The tendency of TNBC cells to metastasize to the lung suggests that some of the observed molecular alterations may actively promote a lung-tropic phenotype rather than merely reflecting adaptations after dissemination. In particular, four genes, AK1, SLC2A5, TPI1, and ZBTB17, showed consistent upregulation from primary tumors to metastases, and their higher expression in primary TNBC tumors was associated with an increased likelihood of LMFS. These findings support the idea that primary TNBC tumors may already harbor subpopulations of cells with an inherent predisposition to colonize the lung. Consistent with this, Xiao et al. reported that tumor-secreted cathepsin C promotes TNBC lung metastasis by modulating neutrophil infiltration and inducing neutrophil extracellular trap formation^23^, highlighting the role of proteins expressed in the primary tumor in conferring a lung-tropic phenotype.

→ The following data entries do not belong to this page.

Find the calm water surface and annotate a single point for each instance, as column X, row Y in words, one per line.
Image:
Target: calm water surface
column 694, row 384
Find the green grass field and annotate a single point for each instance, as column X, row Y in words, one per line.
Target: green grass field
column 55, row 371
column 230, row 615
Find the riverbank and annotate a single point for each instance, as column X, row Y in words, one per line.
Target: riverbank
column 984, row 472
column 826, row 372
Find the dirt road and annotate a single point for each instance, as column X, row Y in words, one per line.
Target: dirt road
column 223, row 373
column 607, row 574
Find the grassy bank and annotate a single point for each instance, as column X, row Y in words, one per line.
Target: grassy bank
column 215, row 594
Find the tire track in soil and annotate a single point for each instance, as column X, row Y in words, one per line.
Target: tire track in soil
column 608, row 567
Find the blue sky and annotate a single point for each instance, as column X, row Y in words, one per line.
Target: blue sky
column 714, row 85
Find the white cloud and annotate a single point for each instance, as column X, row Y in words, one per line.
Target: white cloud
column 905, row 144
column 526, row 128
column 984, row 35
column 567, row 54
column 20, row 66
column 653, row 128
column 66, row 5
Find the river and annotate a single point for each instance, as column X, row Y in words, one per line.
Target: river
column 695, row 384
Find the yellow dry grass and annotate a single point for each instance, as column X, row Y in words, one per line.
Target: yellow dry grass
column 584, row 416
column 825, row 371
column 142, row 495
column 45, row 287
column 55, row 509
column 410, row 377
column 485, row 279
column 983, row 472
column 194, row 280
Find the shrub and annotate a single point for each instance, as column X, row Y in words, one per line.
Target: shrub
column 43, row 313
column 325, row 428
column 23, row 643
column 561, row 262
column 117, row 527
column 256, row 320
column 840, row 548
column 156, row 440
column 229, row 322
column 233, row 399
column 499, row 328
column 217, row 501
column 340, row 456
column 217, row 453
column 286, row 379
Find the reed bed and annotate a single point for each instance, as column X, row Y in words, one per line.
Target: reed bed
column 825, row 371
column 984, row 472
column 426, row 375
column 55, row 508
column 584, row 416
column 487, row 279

Whether such subpopulations evolve in parallel to target lymph nodes and lungs independently, or whether lymph node colonization represents an intermediate step toward lung dissemination, remains an open question in TNBC. Future studies leveraging DNAm–based phylogenetic reconstruction or single-cell multi-omics may help disentangle these evolutionary trajectories and identify early lung-tropic subclones.
While our study provides valuable insights, it also has limitations. The lack of transcriptomic data from our XEN model diminishes our understanding of the epigenetic impact on gene expression. However, this gap is partially addressed by validation in the AURORA US cohort, which includes matched epigenomic and transcriptomic data from clinical tumor samples, as well as transcriptomic profiling from independent TNBC cell line-derived xenograft models. Additionally, our analysis was limited to protein-coding genes, excluding other potential regulatory mechanisms that DNAm marks may influence, such as long non-coding RNAs and antisense transcripts. Another limitation of our study is the relatively small sample size in the epigenetic profiling cohorts, including both our XEN model and the AURORA US dataset, which may reduce the statistical power of our analysis. Finally, our analysis was restricted to promoter regions, despite methylation in gene bodies or enhancers also playing roles in gene regulation and cancer progression^24,25^. Despite these limitations, our integrated multi-omics approach across independent cohorts and models provides a robust foundation for understanding the epigenetic mechanisms driving TNBC lung metastases and highlights avenues for future research to fully elucidate this metastatic epigenetic landscape.
METHODS
Ethical approval
All mouse experiments were approved by and performed according to the guidelines of the Institutional Animal Care and Use Committee of the United States (IACUC, code #AUP-19–04). All publicly available datasets used in this study were obtained from established repositories with appropriate ethical approvals. This study followed the Strengthening of the Reporting of Observational Studies in Epidemiology (STROBE) reporting guidelines.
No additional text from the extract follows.